Its been almost a month since Michael Brown Jr was shot in the streets of my hometown, St. Louis Missouri (Ferguson is a suburb), less than five minutes from my house. If you weren’t from St. Louis, you would probably think it was the same neighborhood.
But the geological proximity is not nearly as important as the racial and situational similarities.
First off, Mike Brown was a soon to be college student. When the shooting took place, so was I. I was just like him, looking forward to my years at Mizzou, and my continued success throughout life. But unlike me, he chance at the American Dream was stolen from him, ripped from his hands. And as college students, just starting our journey, looking forward to our lives, that should hurt us. Deep down it should make us think. It should make us angry.
Secondly, as a black male, we shared the same ugly stigma. We are not to even dare to be smart, or kind...or happy. We’re suppose to be gangbangers, drug dealers, and animals. And I’m not saying some of us aren’t bad people, but to say that only Black People are bad people, is blatantly unjust.
And lastly, and most basic, is the fact that Mike Brown was a human being. Take away the skin color, and the background, and everything else, and leave his humanity. Leave his heart, and his soul, and his basic human instincts. We all have those, right? We have compassion, the longing for something better, and hope. No matter how old you are. No matter where you are from, we can all agree on our humanity, and our god given souls.
And I still know that some of you would like to think that racism, and “white privilege” does not exist.
But It’s time to open your eyes, and see the light...and the darkness.
Because if Racism doesn’t exist, then why is it that when I see a cop, I’m nervous for my safety, instead of being secure about? Why is it that black children grow up fearing 911 instead of finding hope in it? And I am not saying all cops are bad? In fact, there are many many great protectors out there. And I thank all of those people.
But still, if Racism does not exist then why are our cities, and states separated? Why do races vote along certain lines? Why did folks who had voted democratic all their lives suddenly switch when Barack Obama decided he wanted to be the party leader?
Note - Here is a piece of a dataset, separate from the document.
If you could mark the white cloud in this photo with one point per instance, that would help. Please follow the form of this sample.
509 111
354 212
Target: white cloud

And evermore, if Racism doesn’t exist, then why do certain races get followed around in stores, while others do not? Why do certain races get better service at stores? Why do certain races get waited on first? Why do some us have to prove ourselves? Why can’t we just go about our lives without being a thief?
And lastly, if Racism does not exist, why do we have a Mike Brown? Why do we have riots, and looting? Why do we have the world watching all of these United States of America? Why do we continue to have Trayvon Martins, and Emmett Till’s? Why are we still talking about this? Why do we not teach Racism in the history class like we teach slavery?
If you’re still not convinced then so be it, but I, along with millions of other human beings, know that the Founders’ dream of equality for all is still a little ways off. So whatever race you are, whatever country you call home, and whatever background you come from, you should care about Michael Brown Jr, and his life, his death, and his movement. Because equality is something we all want, and we all should have.
Throughout time we have fought for it. We have died for it. We have stood up tall for it. We have drawn lines in the sand, and held our ground for it. Michael Brown has to become our line. Our line where we say enough is enough.